Little Davids were incessantly whipped, stripped and paraded around in the public square, and the growing Sunday crowd was beginning to tire and feel uneasy. They wondered who would be hauled up next.

But this hubris is merely taking Singapore’s system of government to its logical conclusion. Total power is arrogant; it is corruptible, and it is begrudged too. The knee-jerk resentments are but symptoms of desperation: life savings, lives, and futures are at stake, in the hands of a government that is appearing not to be as sterling as they say. Or have we only now begun to see? 

Hence the desperate calls for transparency, we do not want to be kept in the dark. But it will not come by itself. Hence the empty calls for a stronger opposition. But it will not allow one. Hence the feeble yells to liberalise. Give and take, a little tango, and it is still back to No, No, and No.

When the individuals lost their life-savings, there were desperate calls for help. It was a cudgel that the leaders should have taken up. Instead, they were chastised by Lee Kuan Yew that they had invested with their open eyes, so they had only themselves to blame. When the town council’s losses were exposed, presumably the bright ones had also invested with their bright eyes. But those were public coffers, and so the public roared. It was not about the town councils.

Hence this wringing anger. The government cannot be, and the present system cannot hold. Life savings, lives, and futures are at stake. The people are losing sight of their savings, the government its duty; it is losing their money, and the people are on the losing side, corralled on an island, and nowhere to go.

It was predictable that Khaw Boon Wan stepped in. He is an earnest man, his devotion to his religion appeals to the public, and he speaks with empathy. People’s anger are soothed somewhat. He can say that the town councils have absolute transparency, that there are no secrets, and still be credulous. 

But complete openness, transparency, and accountability in the present Singapore are a contradiction, an impossibility and a false hope. These are hallmarks of a functioning democracy. They seldom accompany a king, God’s regent upon earth, governing by divine right. If change can only come from the ruling party, and that any countervailing opposition would be crushed, as PM Lee had intimated, illuminating his totalitarian impulses, how can those qualities prevail, how can this kingdom hold? 

In Singapore, when they tell you there are no secrets, it might just be true. Secrets are contained in whispers, they thrive on rumours. But in Singapore, there is only silence, self-silence, enforced silence, the silenced all, killers of secrets. As long as you do not say a word or question too hard. . . Occasionally, there would be the averted eyes, hidden thoughts, and the willed amnesia. There would be the always present fear. But there are no secrets. The secret police take care of that. So the emperor’s new clothes can be admired in all its nakedness. They are transparent enough, they cannot be anymore transparent. Anymore, and the emperor would be no more. 

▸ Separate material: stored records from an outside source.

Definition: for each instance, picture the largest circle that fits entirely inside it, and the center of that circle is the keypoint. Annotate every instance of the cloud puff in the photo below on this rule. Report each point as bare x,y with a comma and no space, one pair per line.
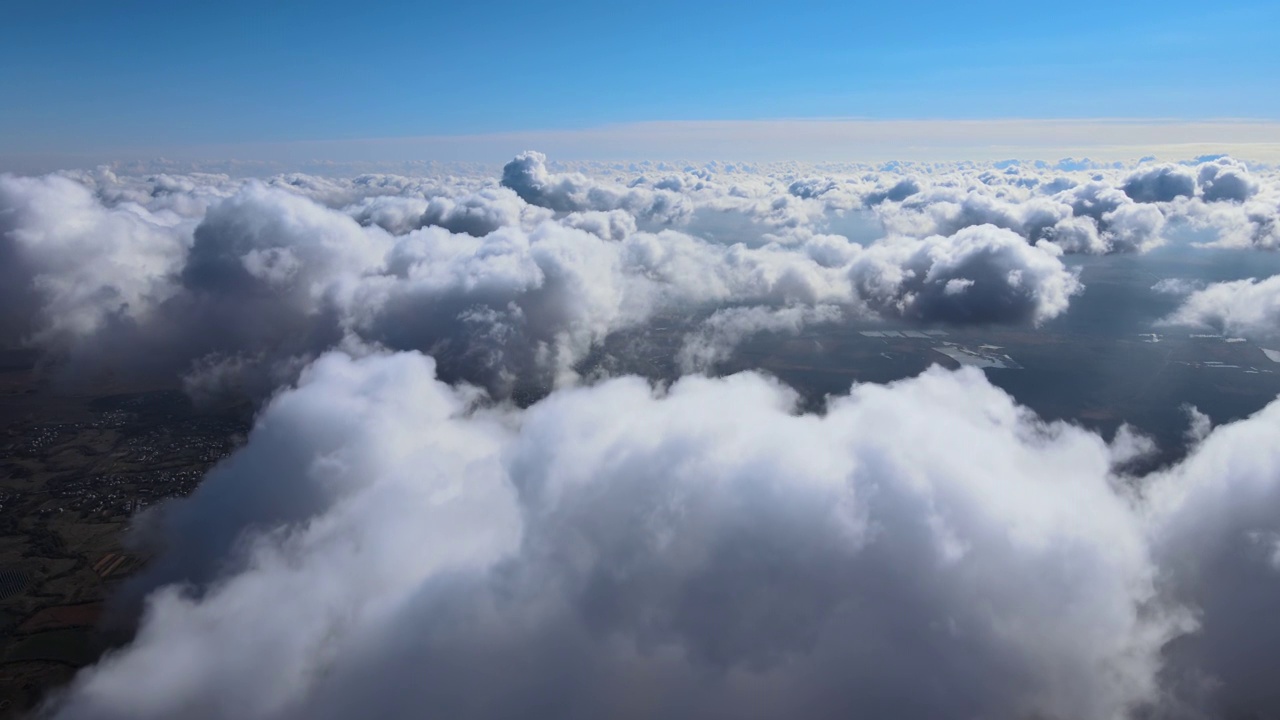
242,282
384,542
1226,180
615,543
981,274
1160,183
725,329
1249,308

The people's question is hanging still. It is an old question, a perennial, a Roman one: In Absolute Singapore, who can guard the king and guardians? 

The emperor? 

How can this kingdom hold? 

Expectedly, the silence is cutting out in the deafening air, this furtive silence, the silenced, and all the silenced disquiet, silent testaments to that always present fear, raising this curious transparent glass of silence, waiting, yet to be broken by their king.